A guarantee may be given by a corporation, although not in furtherance of its corporate purposes, when authorized at a meeting of shareholders by vote of the holders of two-thirds of all outstanding shares entitled to vote thereon. If authorized by a like vote, such guarantee may be secured by a mortgage or pledge of, or the creation of a security interest in, all or any part of the corporate property, or any interest therein, wherever situated.

[6] See, e.g., McCarty v. Nostrand Lumber Co., 232 App.Div. 63, 248 N.Y.S. 606 (2d Dep’t 1931); Bacon v. Montauk Brewing Co., 130 App.Div. 737, 115 N.Y.S. 617 (1st Dep’t 1909).
[7] N.Y. Bus. Corp. Law § 202(a) (McKinney 1963) provides:

Each corporation, subject to any limitations provided in this chapter or any other statute of this state or its certificate of incorporation, shall have power in furtherance of its corporate purposes:

. . . . .

(7) To make contracts, give guarantees and incur liabilities, borrow money at such rates of interest as the corporation may determine, issue its notes, bonds and other obligations, and secure any of its obligations by mortgage or pledge of all or any of its property or any interest therein, wherever situated.

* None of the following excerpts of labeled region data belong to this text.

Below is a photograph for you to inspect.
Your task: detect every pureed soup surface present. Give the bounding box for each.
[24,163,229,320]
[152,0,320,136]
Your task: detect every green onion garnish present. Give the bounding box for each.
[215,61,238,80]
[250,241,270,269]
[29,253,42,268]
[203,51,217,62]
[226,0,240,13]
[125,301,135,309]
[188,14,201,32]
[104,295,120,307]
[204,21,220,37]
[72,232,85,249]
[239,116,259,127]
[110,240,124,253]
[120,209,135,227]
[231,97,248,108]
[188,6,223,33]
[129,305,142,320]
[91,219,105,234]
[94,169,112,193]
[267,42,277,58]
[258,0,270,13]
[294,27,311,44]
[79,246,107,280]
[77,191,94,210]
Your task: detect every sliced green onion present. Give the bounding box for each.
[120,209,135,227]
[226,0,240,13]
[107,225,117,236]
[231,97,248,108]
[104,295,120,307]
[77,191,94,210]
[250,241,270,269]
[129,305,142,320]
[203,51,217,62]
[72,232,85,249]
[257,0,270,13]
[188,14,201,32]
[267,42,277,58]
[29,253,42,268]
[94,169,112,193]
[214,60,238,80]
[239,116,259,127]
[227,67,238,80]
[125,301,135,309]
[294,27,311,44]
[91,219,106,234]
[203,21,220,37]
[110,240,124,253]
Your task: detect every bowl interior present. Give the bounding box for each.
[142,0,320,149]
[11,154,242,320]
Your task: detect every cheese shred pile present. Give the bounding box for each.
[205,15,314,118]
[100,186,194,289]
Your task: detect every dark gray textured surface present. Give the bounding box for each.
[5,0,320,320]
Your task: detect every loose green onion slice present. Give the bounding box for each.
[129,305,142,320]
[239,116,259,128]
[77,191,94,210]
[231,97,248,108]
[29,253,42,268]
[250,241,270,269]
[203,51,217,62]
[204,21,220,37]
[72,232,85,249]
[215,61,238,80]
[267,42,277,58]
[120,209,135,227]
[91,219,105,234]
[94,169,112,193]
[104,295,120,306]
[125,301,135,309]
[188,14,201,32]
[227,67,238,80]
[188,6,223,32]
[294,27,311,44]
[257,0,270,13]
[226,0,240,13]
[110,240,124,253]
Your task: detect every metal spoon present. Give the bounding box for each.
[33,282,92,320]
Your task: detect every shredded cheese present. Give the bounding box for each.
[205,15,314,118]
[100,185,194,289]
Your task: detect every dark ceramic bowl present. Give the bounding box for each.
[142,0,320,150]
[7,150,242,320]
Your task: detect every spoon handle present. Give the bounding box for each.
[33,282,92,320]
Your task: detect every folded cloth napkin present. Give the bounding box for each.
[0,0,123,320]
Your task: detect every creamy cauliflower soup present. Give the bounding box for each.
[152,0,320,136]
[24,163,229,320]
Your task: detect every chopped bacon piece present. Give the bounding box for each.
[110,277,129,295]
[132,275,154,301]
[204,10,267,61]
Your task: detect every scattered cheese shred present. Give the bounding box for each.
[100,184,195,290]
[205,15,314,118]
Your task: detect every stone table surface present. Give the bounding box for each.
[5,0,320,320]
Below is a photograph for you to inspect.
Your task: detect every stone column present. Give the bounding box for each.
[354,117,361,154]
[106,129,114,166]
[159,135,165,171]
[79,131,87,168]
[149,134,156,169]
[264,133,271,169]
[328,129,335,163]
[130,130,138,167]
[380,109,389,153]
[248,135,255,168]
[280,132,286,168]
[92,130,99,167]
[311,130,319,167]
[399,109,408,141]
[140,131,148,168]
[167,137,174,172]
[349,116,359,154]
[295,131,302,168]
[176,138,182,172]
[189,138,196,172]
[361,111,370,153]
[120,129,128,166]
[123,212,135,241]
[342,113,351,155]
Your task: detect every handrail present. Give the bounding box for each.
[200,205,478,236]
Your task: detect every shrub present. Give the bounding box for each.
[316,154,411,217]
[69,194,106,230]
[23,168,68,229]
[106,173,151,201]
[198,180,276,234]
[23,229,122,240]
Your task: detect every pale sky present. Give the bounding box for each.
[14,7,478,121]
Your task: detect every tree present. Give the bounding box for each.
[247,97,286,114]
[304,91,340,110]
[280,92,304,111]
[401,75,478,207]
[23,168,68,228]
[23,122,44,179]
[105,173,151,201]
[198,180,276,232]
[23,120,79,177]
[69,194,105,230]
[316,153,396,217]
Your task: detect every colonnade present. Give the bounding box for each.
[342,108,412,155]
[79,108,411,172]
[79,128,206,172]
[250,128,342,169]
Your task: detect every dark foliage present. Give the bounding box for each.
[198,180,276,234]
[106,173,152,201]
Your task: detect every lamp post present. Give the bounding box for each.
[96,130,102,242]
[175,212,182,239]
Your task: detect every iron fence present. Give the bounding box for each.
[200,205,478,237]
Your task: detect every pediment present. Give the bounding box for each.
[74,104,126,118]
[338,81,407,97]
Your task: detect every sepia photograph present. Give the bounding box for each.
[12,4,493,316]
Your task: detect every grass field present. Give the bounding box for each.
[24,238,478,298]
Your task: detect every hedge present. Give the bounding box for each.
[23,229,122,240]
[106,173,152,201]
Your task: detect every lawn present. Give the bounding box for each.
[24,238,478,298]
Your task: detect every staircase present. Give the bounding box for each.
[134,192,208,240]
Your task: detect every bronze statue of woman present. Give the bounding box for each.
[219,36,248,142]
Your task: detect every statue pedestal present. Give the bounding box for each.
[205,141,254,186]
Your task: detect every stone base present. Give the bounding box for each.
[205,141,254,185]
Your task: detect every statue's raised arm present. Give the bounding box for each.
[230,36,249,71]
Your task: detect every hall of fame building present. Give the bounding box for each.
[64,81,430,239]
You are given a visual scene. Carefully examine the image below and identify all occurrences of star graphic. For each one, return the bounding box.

[8] Judge McGuire originally found that Leopold did not have the requisite authority, but he withdrew that finding as unnecessary in view of his holding that the security agreement was void under § 908. Judge Elfvin stated that he would have remanded for a finding were he not affirming the holding that the security interest was a voidable preference. But an appellate court is as well placed as a trial court to construe a written instrument, Adler v. Nicholas, 381 F.2d 168, 170-71 (5th Cir. 1967); cf. In re Morasco, 233 F.2d 11, 14-15 (2d Cir. 1956), and we therefore see no need for further findings on the issue. The trustee has not pointed to anything in the record or in New York law that would warrant our looking past this explicit authorization.
[9] 3 Collier on Bankruptcy ¶¶ 60.07-.35, .52-.56 (14th ed. 1977). The Bank originally contended that the security interest did not enable it to “obtain a greater percentage of [its] debt than some other creditor of the same class,” but it does not press the point on appeal.
[10] Bankruptcy Act § 1(19), 11 U.S.C. § 1(19).
[11] 3 Collier on Bankruptcy, supra, ¶ 60.31. For preference purposes, the transfer was effected on February 6, 1973, when the security interest was perfected by filing. See Bankruptcy Act § 60(a)(2), 11 U.S.C. § 96(a)(2).
[12] The assets were appraised in 1971 at $166,650 and in 1972 at $148,900. They were appraised at $131,200 on June 28, 1973, two days before they were sold at auction for $98,000.
[13] Judge McGuire held that because Deplan, Sheldon, and the Gallos were all insolvent when the transfer was effected, subrogation and contribution rights against them would be worth little. Reviewing this finding under the “clearly erroneous” rule of Bankruptcy Rules 752 and 810, Judge Elfvin affirmed.
[14] If we value Ollag’s equipment conservatively at the distress sale price of $98,000, and Ollag’s subrogation claim against Deplan at the $138,951.01 that the Bank recovered on Deplan’s equipment, then Ollag had a positive net worth of some $28,000 as of February 1973 if the Travelers liability is excluded. Because we do not rule on the latter issue, however, these figures are cited merely for the purpose of explaining our concern. We are not to be understood to have determined the proper valuation for either Ollag’s physical assets or its claim against Deplan.
[15] Documents and testimony introduced at trial showed expenditures by Travelers of some $274,000 through 1976. Although it is not clear whether the documents show every recovery Travelers made from sources other than Deplan, Ollag, or the Gallos, the Bank’s contention that the documents show no such recoveries is incorrect. The claim record for the Erie County Water Authority project, Defendant’s Exhibit J, shows credits of some $65,230.90. We do not pass on whether these documents are sufficient to establish a value for Ollag’s contingent liability as of February 1973, but in the absence of a finding below we cannot say that there is so little evidence concerning that liability as to justify excluding the liability from consideration on remand.
[16] Bankruptcy Rule 752, the bankruptcy counterpart to Fed.R.Civ.P. 52, provides:

(a) Effect. In all matters tried upon the facts without a jury or with an advisory jury, the court shall find the facts specially and state separately its conclusions of law thereon . . .. Findings of fact shall not be set aside unless clearly erroneous, and due regard shall be given to the opportunity of the trial court to judge of the credibility of the witnesses. If an opinion or memorandum of decision is filed it will be sufficient if the findings of fact and conclusions of law appear therein.